A second source hailing from a legal background told Blockworks Silbert was acting under a corporate veil doctrine.

“For example, if Barry decided it was best not to repay loans DCG made to a third party, and he made that decision acting in furtherance of the company’s objectives in good faith, then he is protected by the corporate veil,” they said.

But, the source noted, Silbert could be held responsible is if he used the corporate veil as a shield to commit fraud or avoid debts. “Seems like that might have happened here,” the source added.

A spokesperson for DCG did not immediately return a request for comment. 

Genesis had, for some time, handled the backend business for Gemini’s Earn program, offering customers up to 8% interest under their partnership, right up until the most recent crypto rout two months ago.

Following the fallout of FTX, a rush of users pulling money out of Genesis brought its lending division to its knees, forcing it to suspend withdrawals in November. Over 340,000 users of Gemini’s crypto lending program “Earn” have been kept out of their own funds ever since.

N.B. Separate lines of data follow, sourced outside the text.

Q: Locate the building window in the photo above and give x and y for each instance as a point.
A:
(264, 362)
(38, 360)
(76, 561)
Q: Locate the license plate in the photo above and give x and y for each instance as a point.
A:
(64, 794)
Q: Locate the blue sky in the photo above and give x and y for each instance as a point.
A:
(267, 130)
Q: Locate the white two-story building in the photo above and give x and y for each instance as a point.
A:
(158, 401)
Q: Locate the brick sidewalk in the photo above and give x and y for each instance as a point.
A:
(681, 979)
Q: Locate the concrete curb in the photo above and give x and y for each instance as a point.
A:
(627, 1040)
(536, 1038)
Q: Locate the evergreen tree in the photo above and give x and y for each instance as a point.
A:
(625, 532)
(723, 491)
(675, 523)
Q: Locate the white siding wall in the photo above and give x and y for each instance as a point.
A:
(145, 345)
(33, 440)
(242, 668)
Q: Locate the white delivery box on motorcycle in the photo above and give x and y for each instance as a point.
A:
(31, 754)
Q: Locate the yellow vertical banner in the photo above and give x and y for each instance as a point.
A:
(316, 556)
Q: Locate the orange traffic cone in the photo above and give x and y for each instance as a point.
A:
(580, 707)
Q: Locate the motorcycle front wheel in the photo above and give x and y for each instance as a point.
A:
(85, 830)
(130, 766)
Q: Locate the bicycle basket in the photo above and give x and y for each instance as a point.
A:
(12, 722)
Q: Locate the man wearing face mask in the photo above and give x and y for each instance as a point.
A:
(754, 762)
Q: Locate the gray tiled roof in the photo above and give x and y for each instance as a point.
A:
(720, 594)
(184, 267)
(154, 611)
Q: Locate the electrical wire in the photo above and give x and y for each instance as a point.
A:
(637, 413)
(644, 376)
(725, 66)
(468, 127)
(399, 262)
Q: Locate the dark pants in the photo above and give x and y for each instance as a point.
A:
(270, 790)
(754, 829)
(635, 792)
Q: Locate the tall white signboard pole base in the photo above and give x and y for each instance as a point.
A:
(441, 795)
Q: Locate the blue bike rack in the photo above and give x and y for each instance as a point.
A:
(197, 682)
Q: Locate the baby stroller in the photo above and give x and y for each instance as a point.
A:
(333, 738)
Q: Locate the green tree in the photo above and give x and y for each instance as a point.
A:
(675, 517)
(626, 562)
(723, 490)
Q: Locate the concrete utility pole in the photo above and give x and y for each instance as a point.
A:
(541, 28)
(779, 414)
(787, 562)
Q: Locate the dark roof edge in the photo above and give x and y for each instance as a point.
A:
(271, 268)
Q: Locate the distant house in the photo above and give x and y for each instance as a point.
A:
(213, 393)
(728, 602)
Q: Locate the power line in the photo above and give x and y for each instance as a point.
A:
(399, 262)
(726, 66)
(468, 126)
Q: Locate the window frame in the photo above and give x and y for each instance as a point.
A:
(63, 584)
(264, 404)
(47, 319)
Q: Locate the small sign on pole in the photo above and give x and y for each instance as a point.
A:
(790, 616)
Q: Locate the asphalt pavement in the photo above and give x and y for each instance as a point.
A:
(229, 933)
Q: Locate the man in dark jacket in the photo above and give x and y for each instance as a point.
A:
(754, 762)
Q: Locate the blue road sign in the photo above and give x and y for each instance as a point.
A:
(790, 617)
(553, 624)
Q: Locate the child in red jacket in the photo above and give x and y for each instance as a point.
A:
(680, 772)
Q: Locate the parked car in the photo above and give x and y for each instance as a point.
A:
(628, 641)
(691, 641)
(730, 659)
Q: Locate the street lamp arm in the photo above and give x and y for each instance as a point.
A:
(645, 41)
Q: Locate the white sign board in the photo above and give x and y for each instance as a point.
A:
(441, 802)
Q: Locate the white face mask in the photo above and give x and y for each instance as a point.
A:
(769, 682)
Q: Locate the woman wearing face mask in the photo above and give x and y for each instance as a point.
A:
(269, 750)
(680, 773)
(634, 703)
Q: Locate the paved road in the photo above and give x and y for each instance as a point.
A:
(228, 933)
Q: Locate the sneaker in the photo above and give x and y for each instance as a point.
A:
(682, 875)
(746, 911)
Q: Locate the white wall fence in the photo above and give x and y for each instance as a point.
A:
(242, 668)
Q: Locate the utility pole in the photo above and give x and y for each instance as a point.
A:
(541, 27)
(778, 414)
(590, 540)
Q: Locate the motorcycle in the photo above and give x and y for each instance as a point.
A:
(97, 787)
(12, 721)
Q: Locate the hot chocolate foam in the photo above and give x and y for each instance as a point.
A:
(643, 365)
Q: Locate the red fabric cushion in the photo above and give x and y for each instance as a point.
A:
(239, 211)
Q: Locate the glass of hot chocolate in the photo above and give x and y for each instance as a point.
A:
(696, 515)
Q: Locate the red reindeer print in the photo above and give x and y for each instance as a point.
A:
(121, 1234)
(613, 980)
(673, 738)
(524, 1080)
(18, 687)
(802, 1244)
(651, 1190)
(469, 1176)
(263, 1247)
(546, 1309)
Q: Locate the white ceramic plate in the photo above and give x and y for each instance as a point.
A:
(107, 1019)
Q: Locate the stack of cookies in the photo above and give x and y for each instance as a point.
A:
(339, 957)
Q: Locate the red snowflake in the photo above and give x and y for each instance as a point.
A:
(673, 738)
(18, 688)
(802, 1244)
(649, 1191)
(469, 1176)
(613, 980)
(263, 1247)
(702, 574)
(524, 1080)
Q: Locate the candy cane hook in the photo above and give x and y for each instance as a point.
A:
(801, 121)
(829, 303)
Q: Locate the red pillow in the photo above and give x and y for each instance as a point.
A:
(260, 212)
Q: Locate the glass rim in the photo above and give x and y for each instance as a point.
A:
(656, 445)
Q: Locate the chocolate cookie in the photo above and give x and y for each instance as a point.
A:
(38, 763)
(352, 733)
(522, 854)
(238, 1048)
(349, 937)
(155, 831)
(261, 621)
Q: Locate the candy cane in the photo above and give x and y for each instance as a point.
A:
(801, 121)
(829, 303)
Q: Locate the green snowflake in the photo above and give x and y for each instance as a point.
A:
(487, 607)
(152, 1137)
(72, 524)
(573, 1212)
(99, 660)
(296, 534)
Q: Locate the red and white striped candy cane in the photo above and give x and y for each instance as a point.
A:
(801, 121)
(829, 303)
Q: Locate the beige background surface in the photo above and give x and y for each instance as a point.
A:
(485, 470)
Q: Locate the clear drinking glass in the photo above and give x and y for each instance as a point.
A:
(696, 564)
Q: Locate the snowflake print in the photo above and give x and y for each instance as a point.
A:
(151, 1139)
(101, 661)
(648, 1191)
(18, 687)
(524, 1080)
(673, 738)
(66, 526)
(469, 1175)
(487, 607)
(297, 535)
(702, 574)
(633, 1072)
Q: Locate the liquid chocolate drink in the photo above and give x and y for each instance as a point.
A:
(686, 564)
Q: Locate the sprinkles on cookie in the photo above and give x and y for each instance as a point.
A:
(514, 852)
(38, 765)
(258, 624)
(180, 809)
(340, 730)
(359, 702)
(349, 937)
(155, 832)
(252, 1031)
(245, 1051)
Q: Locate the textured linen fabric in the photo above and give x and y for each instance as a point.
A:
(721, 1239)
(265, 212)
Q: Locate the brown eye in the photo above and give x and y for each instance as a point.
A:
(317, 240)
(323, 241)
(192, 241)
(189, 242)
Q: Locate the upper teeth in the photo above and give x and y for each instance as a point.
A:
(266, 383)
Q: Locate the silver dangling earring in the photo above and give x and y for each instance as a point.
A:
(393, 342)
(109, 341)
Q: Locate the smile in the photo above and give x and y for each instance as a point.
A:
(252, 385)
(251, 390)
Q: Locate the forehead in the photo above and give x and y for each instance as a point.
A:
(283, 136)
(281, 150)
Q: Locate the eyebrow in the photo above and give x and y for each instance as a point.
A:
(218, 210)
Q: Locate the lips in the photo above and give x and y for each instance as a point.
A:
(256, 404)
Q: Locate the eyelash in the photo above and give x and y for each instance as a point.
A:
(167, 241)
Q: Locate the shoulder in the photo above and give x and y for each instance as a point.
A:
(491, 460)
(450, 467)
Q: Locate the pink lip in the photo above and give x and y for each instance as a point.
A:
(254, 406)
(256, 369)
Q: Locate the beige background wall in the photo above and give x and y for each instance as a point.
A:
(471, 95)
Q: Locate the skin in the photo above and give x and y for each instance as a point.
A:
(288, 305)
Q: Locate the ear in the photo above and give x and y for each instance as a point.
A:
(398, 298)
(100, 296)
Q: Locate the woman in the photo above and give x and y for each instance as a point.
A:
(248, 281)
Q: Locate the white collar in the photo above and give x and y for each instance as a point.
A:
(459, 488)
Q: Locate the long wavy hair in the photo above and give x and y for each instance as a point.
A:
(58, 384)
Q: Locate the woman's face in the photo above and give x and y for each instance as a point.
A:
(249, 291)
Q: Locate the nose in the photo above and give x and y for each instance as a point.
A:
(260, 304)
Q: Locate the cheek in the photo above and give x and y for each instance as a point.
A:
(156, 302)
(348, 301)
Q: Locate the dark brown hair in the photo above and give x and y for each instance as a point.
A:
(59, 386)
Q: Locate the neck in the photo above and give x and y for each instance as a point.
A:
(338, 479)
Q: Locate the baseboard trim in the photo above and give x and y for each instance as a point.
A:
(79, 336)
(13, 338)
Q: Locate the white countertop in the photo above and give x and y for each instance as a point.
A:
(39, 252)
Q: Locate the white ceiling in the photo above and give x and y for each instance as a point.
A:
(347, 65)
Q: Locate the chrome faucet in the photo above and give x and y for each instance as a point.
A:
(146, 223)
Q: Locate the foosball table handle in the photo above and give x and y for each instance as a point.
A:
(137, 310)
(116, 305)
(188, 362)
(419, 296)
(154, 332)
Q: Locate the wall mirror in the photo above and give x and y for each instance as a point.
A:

That’s put Silbert at the nexus of criticism from industry voices like podcaster Peter McCormack.

“340,000 Earn customers MUST take priority over 1 CEO. These are your mistakes @BarrySilbert, own them and do the right thing,” McCormack tweeted Tuesday.

Winklevoss also claims Genesis lent close to $2.4 billion to 3AC, which filed for bankruptcy in mid-2022.

Key to Silbert’s responsibility lies in the answer to the perennial question, ‘what did he know and when did he know it?’ 

“He’s not telling the whole truth and what actually went down,” a limited partner of a Hong Kong venture capital firm told Blockworks, adding, “what about the loans that were lent out to other funds 3AC, Alameda Research and others on the GBTC collateral they used?”

When the fund was trading at a premium then that trade worked out, but when it started to fall into a discount at net asset value then that’s when things turned sour, they said. “He’s still somewhat, artfully evading the question.”

GBTC leans on lending desks to allow them to borrow against the GBTC collateral. Genesis’ lending division is a sister company to Grayscale, which is one of the only lenders incentivized to treat the GBTC “at good value,” according to a fourth source belonging to a crypto venture capital firm Blockworks spoke with.

Finally, Silbert’s letter dismissed earlier reports his company was being investigated by the Department of Justice and the Securities and Exchange Commission. That flew in the face of earlier reports DCG was being probed.

According to a Bloomberg report last week, citing sources familiar with the matter, the regulatory agencies are investigating the internal financial dealings of DCG’s subsidiaries. Silbert maintains that neither he nor any member of DCG is aware of the Eastern District of New York investigation.

The SEC and DoJ did not immediately return requests for comment.